Definition 15.5.3. Hamming Distance.

Given two elements of \(\mathbb{Z}_2{}^n\text{,}\) \(a\) and \(b\text{,}\) the Hamming Distance, \(d_H(a,b)\) between them is the number of positions in which they differ.
For example, \(d_H((1,1,0,0),(1,1,0,1))=1\) since these two elements of \(\mathbb{Z}_2{}^4\) differ in just the last position; and \(d_H((1,1,0,0),(1,1,0,0))=0\text{.}\) Notice that we can compute the distance between two bit strings by adding them coordinatewise in the Cartesian product and counting the number \(1\)’s that appear in the sum. For example \((1,1,0,0)+(1,0,0,1)=(0,1,0,1)\text{.}\) The sum has two \(1\)’s, so the distance between \((1,1,0,0) \textrm{ and }(1,0,0,1)\) is \(2\text{.}\) In addition, the location of the \(1\)’s in the sum tell us where the two bit strings differ.
When we look at groups like \(\mathbb{Z}_2{}^4\) from a point of view, we refer to these sets as metric spaces or simply spaces.

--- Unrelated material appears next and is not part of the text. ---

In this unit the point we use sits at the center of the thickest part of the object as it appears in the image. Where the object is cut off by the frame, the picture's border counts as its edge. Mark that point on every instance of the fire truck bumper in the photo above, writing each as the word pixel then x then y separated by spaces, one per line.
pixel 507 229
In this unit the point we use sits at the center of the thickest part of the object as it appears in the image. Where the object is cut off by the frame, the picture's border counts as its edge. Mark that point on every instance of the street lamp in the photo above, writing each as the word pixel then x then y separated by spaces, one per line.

In the case of \(\mathbb{Z}_2{}^4\text{,}\) there are just \(2^4=16\) points in the space and the maximum distance between the points is \(4\text{.}\) More generally \(\mathbb{Z}_2{}^n\) has \(2^n\) points and the maximum distance between points in that space is \(n\text{.}\) Looking at the group \(\mathbb{Z}_2{}^n\) from this geometric point of view is essentially the same as the \(n\)-cube 9.4.17 we considered in discussing Hamiltonian graphs. In this section we will use \(n\)-tuples such as \((1,1,0,1)\) interchangeably with strings of bits such as \(1101\text{.}\)
For any distance \(r\) in a space, the ball of radius \(r\) centered at a point \(a\text{,}\) denoted \(B_r(a)\text{,}\) is the set of all points whose distance from \(a\) is \(r\) or less. For example, in the space \(\mathbb{Z}_2{}^4\text{,}\)
\begin{equation*} B_1((1,1,0,0))=\{(1,1,0,0), (0,1,0,0), (1,0,0,0), (1,1,1,0), (1,1,0,1)\}. \end{equation*}
The ultimate goal of our encoding will be to take a set of possible messages, the message space, and distribute them in a larger space, the code space, in such a way that the encoded message, called a code word is at least a certain distance away from any other code word. The minimum distance between the code words will determine whether we can correct errors or just detect them. Now let’s turn to some examples.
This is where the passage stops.